STATE of Mississippi.
No. 07-KP-59565.
Supreme Court of Mississippi.
December 12, 1990.Eugene Moore, Parchman, pro se.
Mike C. Moore, Atty. Gen., Jack B. Lacy, Jr., Sp. Asst. Atty. Gen., Jackson, for appellee.
Before HAWKINS, P.J., and PITTMAN and BLASS, JJ.
BLASS, Justice, for the Court:
The defendant appeals the denial of his motion to vacate and set aside sentence. Essentially this was a motion for an evidentiary hearing under the Mississippi Uniform Post Conviction Collateral Relief Act [hereinafter the "Act"].
This case has a rather confusing procedural history. The defendant filed two motions in the nature of post-conviction relief: one on December 21, 1987, and one on March 8, 1988. On October 10, 1988, the trial court issued an order bearing the case number of the March 8 motion. The substance of the order, however, made it clear that it was actually in response to the December 21 motion. On June 21, 1989, the lower court issued a new order with wording identical to the previous order but it changed the case number to correspond to the December 21, motion.[1]

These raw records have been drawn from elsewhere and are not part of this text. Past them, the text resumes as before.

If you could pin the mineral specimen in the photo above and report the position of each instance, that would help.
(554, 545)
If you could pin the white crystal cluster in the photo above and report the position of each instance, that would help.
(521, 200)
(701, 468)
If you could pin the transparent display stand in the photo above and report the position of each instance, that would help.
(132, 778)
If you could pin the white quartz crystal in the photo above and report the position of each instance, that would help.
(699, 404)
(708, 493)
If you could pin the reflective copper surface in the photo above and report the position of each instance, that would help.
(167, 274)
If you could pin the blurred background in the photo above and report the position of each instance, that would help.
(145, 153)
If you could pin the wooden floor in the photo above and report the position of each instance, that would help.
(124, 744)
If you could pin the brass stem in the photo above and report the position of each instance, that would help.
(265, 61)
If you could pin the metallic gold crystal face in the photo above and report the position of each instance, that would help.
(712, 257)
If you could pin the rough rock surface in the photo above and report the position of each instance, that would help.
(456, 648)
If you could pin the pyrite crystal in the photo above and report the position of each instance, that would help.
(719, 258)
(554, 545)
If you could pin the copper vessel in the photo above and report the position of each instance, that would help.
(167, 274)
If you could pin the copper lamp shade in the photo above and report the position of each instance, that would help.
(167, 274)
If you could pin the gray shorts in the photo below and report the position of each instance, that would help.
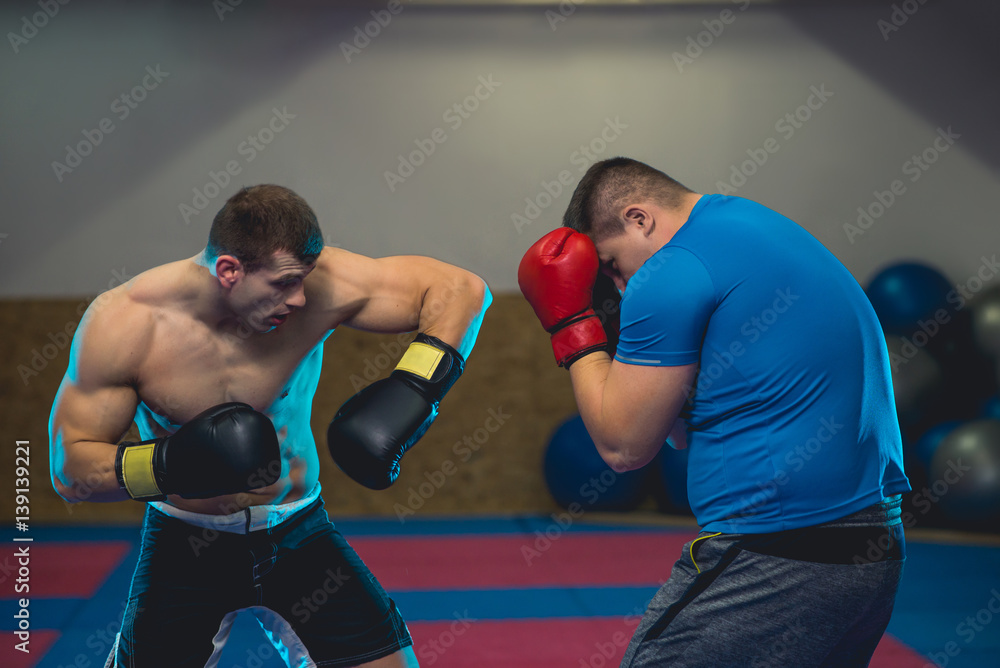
(820, 596)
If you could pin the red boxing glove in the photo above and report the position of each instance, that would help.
(557, 277)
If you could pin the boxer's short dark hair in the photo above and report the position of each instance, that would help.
(259, 220)
(610, 184)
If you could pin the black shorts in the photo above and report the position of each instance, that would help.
(307, 587)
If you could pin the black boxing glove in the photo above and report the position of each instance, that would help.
(227, 449)
(374, 428)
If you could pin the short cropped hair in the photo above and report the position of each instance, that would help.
(260, 220)
(611, 184)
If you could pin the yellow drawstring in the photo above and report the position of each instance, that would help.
(691, 549)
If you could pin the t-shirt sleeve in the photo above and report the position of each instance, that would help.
(665, 310)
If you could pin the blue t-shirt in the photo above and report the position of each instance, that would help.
(791, 422)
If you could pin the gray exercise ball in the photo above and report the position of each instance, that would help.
(965, 472)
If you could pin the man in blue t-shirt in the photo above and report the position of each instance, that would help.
(747, 341)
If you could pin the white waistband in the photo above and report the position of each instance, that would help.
(254, 518)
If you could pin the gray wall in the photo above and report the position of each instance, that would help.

The other facts in the record are rather sparse. The defendant pleaded guilty to murder in 1966. On December 21, 1987, he filed a motion titled, "Motion to Vacate and Set Aside Sentence". In the motion, the defendant states that his plea was not knowingly or intelligently made and the plea was entered into because of ineffective assistance of counsel.
Also, in the memorandum in support of the motion the defendant complains of several procedural defects in the indictment. First he notes that the affidavit of the foreman was not contained in the indictment. Further the defendant adds that no where in the indictment does it state that fifteen grand jurors were present or that twelve of them actually voted on the indictment or that any of them were even sworn. Finally the defendant claims that the indictment wasn't signed by the judge. All of these flaws, it is contended, require that the guilty plea be vacated. The defendant also contends that counsel's failure to detect these deficiencies in the indictment further supports the ineffective assistance of counsel claim.
A close examination of the record reveals that the judge who ruled on this motion was also the district attorney who signed *689 the indictment in 1966. The parties did not raise this issue but nonetheless Miss. Code Ann. § 9-1-11 (1972) requires that we reverse and remand so that another judge can rule on the merits of the motion. See, Smith v. State, 212 Miss. 497, 54 So. 2d 739 (1951) ("One who has been actively engaged in any way in the prosecution and conviction of one accused of a crime is disqualified ... from sitting as a judge in a matter involving that conviction."); Kirby v. State, 78 Miss. 175, 28 So. 846 (1900).
REVERSED AND REMANDED
ROY NOBLE LEE, C.J., HAWKINS and DAN M. LEE, P.JJ., and PRATHER, ROBERTSON, SULLIVAN, ANDERSON and PITTMAN, JJ., concur.
NOTES
[1] This motion was issued in response to this Court's order to correct the record under Miss. Sup.Ct.R. 10(e). This order was in response to the state's motion to dismiss the appeal and motion to force the lower court to reconsider the two motions filed by the defendant. The lower court also issued an order in response to the March 8, 1988, motion by the defendant. The court overruled it as time barred and in the alternative overruled it because it was completely unintelligible.